The Phantom Campsite

After crossing the fjord again on the ferry to Dragsvik I headed for the middle one of the three campsites that OSM listed between that village and its neighbor Balestrand. I got doubts about whether I actually wanted to stay there as its purported location was at the far end of an eastern branch of the fjord that I realized while approaching was cut off from the sun in most directions. The place seemed rather dark and uninviting so I was kind of glad when the campsite turned out to not exist. A few lonely hytter on an unmowed lawn were the only signs that there must have been a campsite there once, probably before the Covid.
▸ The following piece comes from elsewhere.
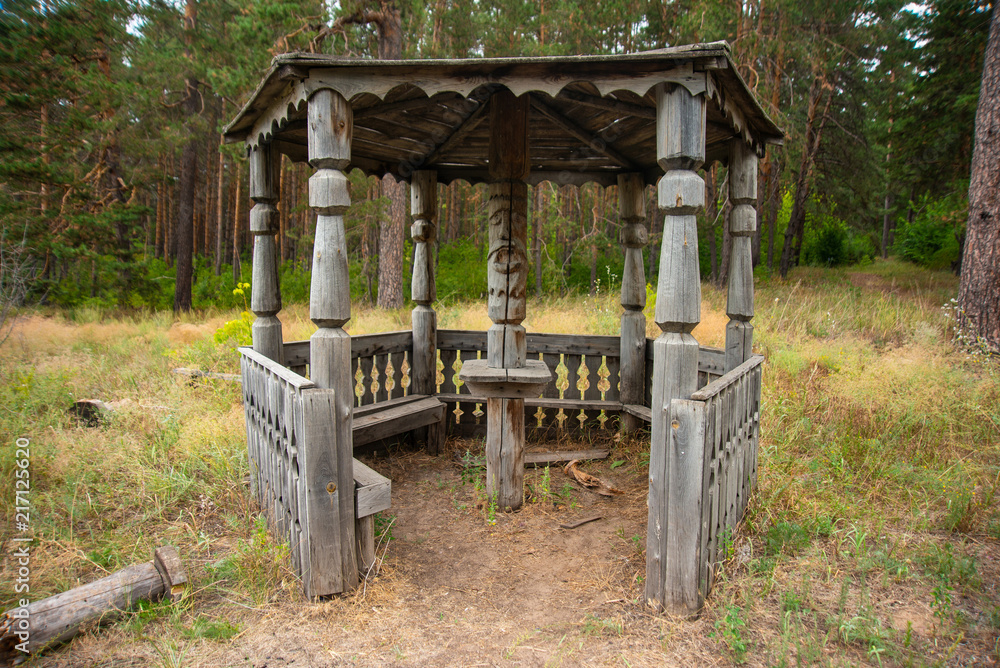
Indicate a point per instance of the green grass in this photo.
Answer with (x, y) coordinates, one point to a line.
(879, 468)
Ingen problem! The map showed another campsite close by in Balestrand what seems to be some kind of resort town. So I went to Balestrand, passed by the fancy looking beach houses, arrived at the location and ... again, just a lawn with a bunch of old cabins. No reception, no people. Where the hell did I end up, the land of ghost campsites?!

To add insult to injury the Balestrand ferry doesn't seem to be operating most days. The pier appears to be a kind of fallback in case the road to Dragsvik has to be closed for traffic during winter. So I had little choice but to return to Dragsvik the same way I had come. It was getting late. This was supposed to be the first day in a while that I finish my ride before 20 h and I saw that deadline close in on me fast. My options included camping wild -- not great as I was running low on water and needed to cook some rice; or taking the ferry back to Hella and then the other one to Vangsnes where there were several campsites listed -- rather time consuming but feasible; or checking out that camping ground in in Dragsvik which I had dismissed earlier because it had the tent sign crossed out and a panel on the road indicating they were full and not taking any more guests.

That last option turned out to be a win: I got a nice pitch on the tent area which actually did exist that crossed out sign notwithstanding. Showers and bathrooms are exceptionally clean too, even by Norwegian standards. What a pleasant surprise after an 18 km detour!